Muscles
I.
Types of muscles
A. Skeletal muscle
1. Attached to bones
2. Striated
3. Somatic neuron innervation = cxn
4. Function:
a. Body movement
b. Posture maintenance
c. Joints stability
B. Cardiac muscle (the heart)
1. Pumps blood
2. Striated
3. Autorhythmicity
C. Smooth muscle
1. On internal organ walls and blood vessels
2. Non-striated
3. Autorhythmicity
4. Function:
a. Moves materials within body
b. Move materials into and out of the body
II. Characteristics of muscles ( The “CEEE”)
A. Contractility = Generate force in response to AP
Excitation-contraction coupling
B. Excitability = response to a stimulus
C. Extensibility = ability to stretch w/o damage
D. Elasticity = ability to return to normal after stretching
III. Structure of Skeletal muscle
A. Epimysiummuscleperimysiumfascicleendomysiumsarcolemma-->
myofibermyofibrilmyofilaments
B. Muscle cell = muscle fiber
1. Sarcolemma
2. Sarcoplasm
3. Myofibrils (80% of fiber)
4. Multi-nuclei
5. Sarcoplasmic reticulum (stores Ca2+)
6. Myoglobin
a. Red pigmentation
b. Contains iron (Fe2+) binding to O2, act as O2 reservoir
C. Myofibrils
1. Striated = D (a) rk “A” bands and L (i) ght “I” bands
2. Sarcomere = from Z disc to Z disc
a. Consist of…
b. “thick” filaments = myosin
1) ~300 myosin molecules/thick filament
2) Composed of a head and a tail
3) Myosin head has 2 binding sites
Contractile proteins
a) One for ATP
b) One for Actin
c. “thin” filaments
1) Actin
2) Troponin
a) Attached + moves tropomyosin
Regulatory proteins
b) Has Ca2+ binding site
3) Tropomyosin
a) Covering myosin binding site on actin
D. Sarcomere
1. Structure
a. ZI-MHA-ZI= sarcomere
1) “M” line = Proteins that anchor think filaments
2) “H” zone = “Heavy only” length shortens during cxn
3) “A” band = Length remains constant during cxn
4) “Z” disk = Made of proteins that anchor thin filaments
5) “I” band = length shortens/disappears in cxn
E. Sarcoplasmic reticulum (SR)
1. Inside sarcolemma, wrapped around myofibrils
2. Triad
a. T – tubules = channel of sarcolemma around myofibrils
1) Function: Transmit AP to every SR of every sarcomere
b. Terminal cisternae = Part of SR
IV. Contraction of skeletal muscle fiber (excitation-contraction coupling
A. Creating action potential (Excitation)

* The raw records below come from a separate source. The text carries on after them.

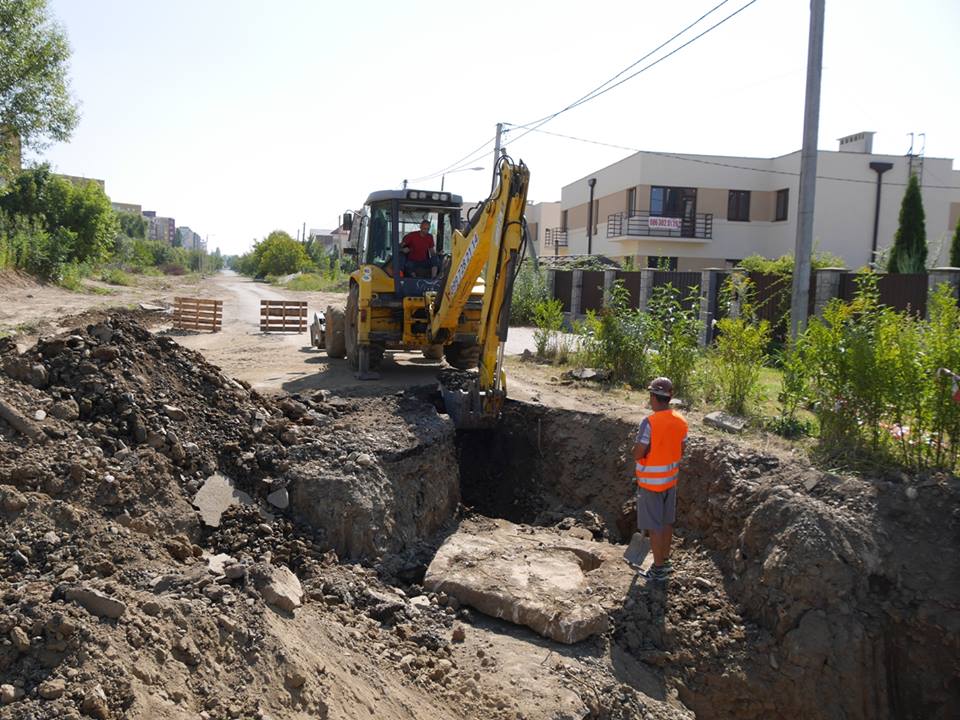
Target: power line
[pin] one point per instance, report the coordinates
(730, 165)
(659, 47)
(595, 94)
(453, 165)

1. Myelinated neurons attach to muscle fiber via neuromuscular junction
2. Influx of Ca2+ to neuron causes out-flux of Ach from the terminal
3. Ach binds to nicotinic receptors on sarcolemma
4. Sodium ion channels open, letting sodium ions in
5. Creates an AP that is transmitted through T-tubules
B. Influx of Ca2+ from sarcoplasmic reticulum to sarcoplasm
1. Ca2+ bathe sarcomere and attaches to troponin
2. Troponin moves tropomyosin away from myosin binding site on actin
C. Sliding filament mechanism (Contraction)
1. (High Energy)Myosin head raise up to attach to actin (cross bridge formation)
2. (Low Energy)And does “power stroke” in the process
3. (ATP binds) detach myosin from actin
4. ATP hydrolysis keeps the myosin head “cocking” or facing up = ADP and inorganic phosphate
5. Myosin head pull thin filaments toward “M” line through repeated power stokes
6. Cxn of sarcomere, muscle fiber, and eventually the muscle
D. Relaxation
1. Ca2+ actively pumped back into SR
2. Lowering Ca2+ covers actin from myosin
3. Relaxation occurs
V. A twitch
A. Motor unit = one somatic motor neuron and all skeletal muscle fibers it stimulates (~150 muscle fibers)
B. Twitch = stimulation of a weak contraction by one motor unit to a single AP
C. More precise movement = Many smaller motor units
D. Periods of muscle twitch = latent  contraction  relaxation
VI. Rigor mortis
A. Cell death
B. Membrane breaks down and leaks Ca2+
C. Causing crossbridge formation
D. Cannot relax because ATP is needed
E. ATP only exist in live cells
VII. Muscle Tension
A. Muscle tension: force created by contracting muscle on an object “the push or pull”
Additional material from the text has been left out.